The EU aims to become a global leader in safe artificial intelligence. In its response to the European Commission consultation on the European approach for AI launched alongside a White Paper on Artificial Intelligence, focusing on actions to build an ecosystem of excellence and trust and on addressing questions of safety and liability, the European Public Health Alliance has called for a number of challenges to be tackled before comprehensive digitalisation of health and care is undertaken.
A multi-stakeholder dialogue needs to be created between digital and other sectors, including civil society, to improve awareness, education, and skills. End users need to be involved in the design, implementation and evaluation of AI solutions. Next to building up specific digital skills, it is important to focus on digital literacy, key in the health sector. Transparency and knowledge are crucial for ordinary people. Extensive coordination and involvement of end users is needed to improve the understanding of the benefits of using e.g. personal health data for the public good. A “Health in all Policies” approach also needs to be introduced in the technology sphere. Cross-sector bridges must be built to improve the understanding, meaning and deployment of AI solutions.

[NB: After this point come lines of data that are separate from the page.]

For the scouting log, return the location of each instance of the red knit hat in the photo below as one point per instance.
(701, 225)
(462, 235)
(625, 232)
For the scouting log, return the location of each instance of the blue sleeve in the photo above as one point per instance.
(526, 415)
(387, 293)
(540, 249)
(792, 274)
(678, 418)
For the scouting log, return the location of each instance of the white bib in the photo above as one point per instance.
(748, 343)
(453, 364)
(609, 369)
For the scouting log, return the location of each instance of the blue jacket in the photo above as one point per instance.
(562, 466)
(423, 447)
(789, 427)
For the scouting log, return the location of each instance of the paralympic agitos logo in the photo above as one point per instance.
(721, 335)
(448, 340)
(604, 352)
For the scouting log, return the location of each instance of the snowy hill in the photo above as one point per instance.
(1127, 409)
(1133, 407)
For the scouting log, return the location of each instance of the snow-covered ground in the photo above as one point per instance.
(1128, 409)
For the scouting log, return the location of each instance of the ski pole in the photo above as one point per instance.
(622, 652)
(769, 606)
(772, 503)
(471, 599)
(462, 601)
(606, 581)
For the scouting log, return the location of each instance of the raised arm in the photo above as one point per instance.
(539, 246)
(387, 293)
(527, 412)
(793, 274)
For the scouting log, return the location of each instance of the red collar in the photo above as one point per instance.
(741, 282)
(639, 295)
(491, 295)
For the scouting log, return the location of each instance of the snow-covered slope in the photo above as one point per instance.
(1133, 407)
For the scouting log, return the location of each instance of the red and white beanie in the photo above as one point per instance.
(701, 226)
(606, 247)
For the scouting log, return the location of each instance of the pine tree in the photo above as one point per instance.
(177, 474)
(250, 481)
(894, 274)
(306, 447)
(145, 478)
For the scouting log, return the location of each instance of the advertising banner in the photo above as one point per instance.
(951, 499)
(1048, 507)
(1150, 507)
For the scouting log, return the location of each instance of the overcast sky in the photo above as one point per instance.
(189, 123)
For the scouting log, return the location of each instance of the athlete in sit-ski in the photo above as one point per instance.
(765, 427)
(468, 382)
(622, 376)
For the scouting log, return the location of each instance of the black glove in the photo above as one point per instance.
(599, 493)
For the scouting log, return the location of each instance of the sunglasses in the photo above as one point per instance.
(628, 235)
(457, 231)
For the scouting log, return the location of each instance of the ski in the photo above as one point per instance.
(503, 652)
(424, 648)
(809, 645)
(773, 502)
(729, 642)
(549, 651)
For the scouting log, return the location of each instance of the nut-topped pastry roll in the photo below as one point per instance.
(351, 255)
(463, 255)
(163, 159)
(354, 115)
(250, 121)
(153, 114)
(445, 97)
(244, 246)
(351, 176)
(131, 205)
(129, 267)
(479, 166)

Given that patients, healthcare professionals and public health experts are the ultimate beneficiaries of AI and data-driven healthcare solutions (including pandemic surveillance technologies), public-private partnerships must involve civil society groups. The further development of AI in healthcare must not be driven by technology firms, to ensure it will bring benefits for everybody and address real needs. Research should address how AI can tackle health inequalities and improve access.
As a public health membership organisation, EPHA is especially concerned about any AI applications in healthcare and public health that could be operating on the basis of biased algorithms (not taking into account gender, ethnicity, etc.) and that do not take into account the broader determinants of health and histories of individual patients. We are also concerned that increased machine-generated decisions could potentially exacerbate existing health inequalities, discrimination and exclusion.